Rwandan men also play critical roles within the series. David Runihura (Lucian Msamati) gives a powerful performance as President Bibi Mundanzi’s right-hand man, willing to do anything to ensure she maintains political power. Blick uses these characters to touch on difficult subjects like child soldiers and Hutu remorse from nuanced perspectives.

Black Earth Rising is one of the first series to provide Africans the agency to respond to their history and talk back to European powers. To speak from a place that is not subservient to the West nor impartial to Western culpability. This perspective allowed the ensemble cast to give compelling performances and tell a story that complicates our perception of history.
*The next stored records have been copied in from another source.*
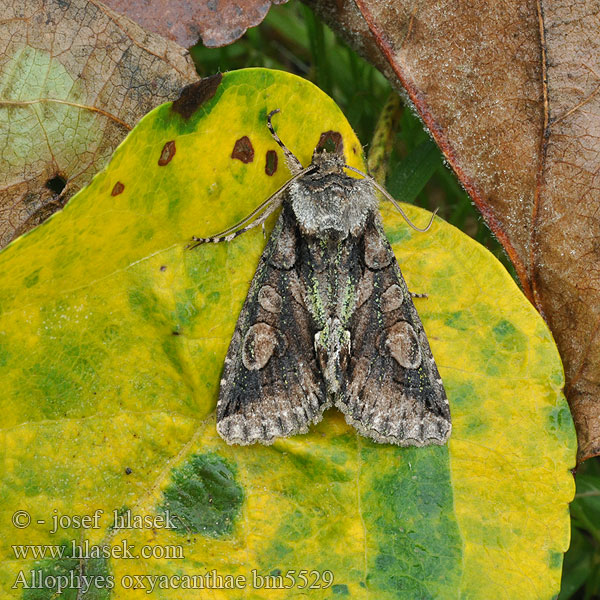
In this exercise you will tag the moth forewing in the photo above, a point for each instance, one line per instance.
(328, 320)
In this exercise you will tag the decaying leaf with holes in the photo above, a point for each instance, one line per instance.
(74, 80)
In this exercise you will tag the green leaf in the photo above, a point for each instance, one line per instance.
(411, 174)
(577, 567)
(112, 341)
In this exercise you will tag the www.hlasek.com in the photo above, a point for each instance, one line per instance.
(211, 580)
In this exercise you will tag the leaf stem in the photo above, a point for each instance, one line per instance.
(383, 138)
In a film about the Rwandan Genocide, the discourse of violence and trauma is unavoidable. But Black Earth Rising chooses to express memories of characters, recollections of intense trauma through the animation of Steve Small. As characters narrate their experiences, Small’s black and white animation depicts the memory.
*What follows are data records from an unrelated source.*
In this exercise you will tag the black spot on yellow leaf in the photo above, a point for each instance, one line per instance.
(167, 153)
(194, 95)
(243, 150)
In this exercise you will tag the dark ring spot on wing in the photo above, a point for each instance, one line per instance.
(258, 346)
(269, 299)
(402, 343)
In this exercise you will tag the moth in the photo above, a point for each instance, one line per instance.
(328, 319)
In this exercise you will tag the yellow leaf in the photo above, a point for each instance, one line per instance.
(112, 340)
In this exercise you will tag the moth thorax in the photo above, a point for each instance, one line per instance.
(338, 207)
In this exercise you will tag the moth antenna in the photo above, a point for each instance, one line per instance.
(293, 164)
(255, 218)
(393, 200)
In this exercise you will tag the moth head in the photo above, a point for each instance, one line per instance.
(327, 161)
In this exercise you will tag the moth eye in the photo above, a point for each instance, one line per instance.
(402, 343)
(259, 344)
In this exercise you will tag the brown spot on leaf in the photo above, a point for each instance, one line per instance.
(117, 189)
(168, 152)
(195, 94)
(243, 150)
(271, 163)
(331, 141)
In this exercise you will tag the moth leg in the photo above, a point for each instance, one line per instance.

Blick was deliberate in this choice. “I was concerned that there might be a sense of fatigue from the viewer and that the audience might, in a horrible sense, feel that they were familiar with these ideas and scenes and therefore not engage with them,” he said. The animation reminds viewers that the graphic scenes they’ve become accustomed to about the Rwandan Genocide are real human beings. Ironically, withholding the real imagery, helped maintain the characters the character’s humanity. It proved to be a unique way of processing trauma without re-traumatizing those who’ve experienced genocide and avoiding violence as a plot device.

Black Earth Rising sustains numerous unapologetic conversations where Rwandans demand accountability–amongst themselves–and those who’ve deemed themselves the universal determiners of justice. The series engages with the broader discourse of western imperialism and paternalism using Rwandan voices, frequently female ones. It refuses to exploit trauma on black bodies and allows Rwandans the luxury of humanity, even amidst the most inhumane context. Black Earth Rising isn’t perfect, Blick’s controversial choices in character development could benefit from more Rwandans in the writing room and fewer plot twists, but it is a step in the right direction.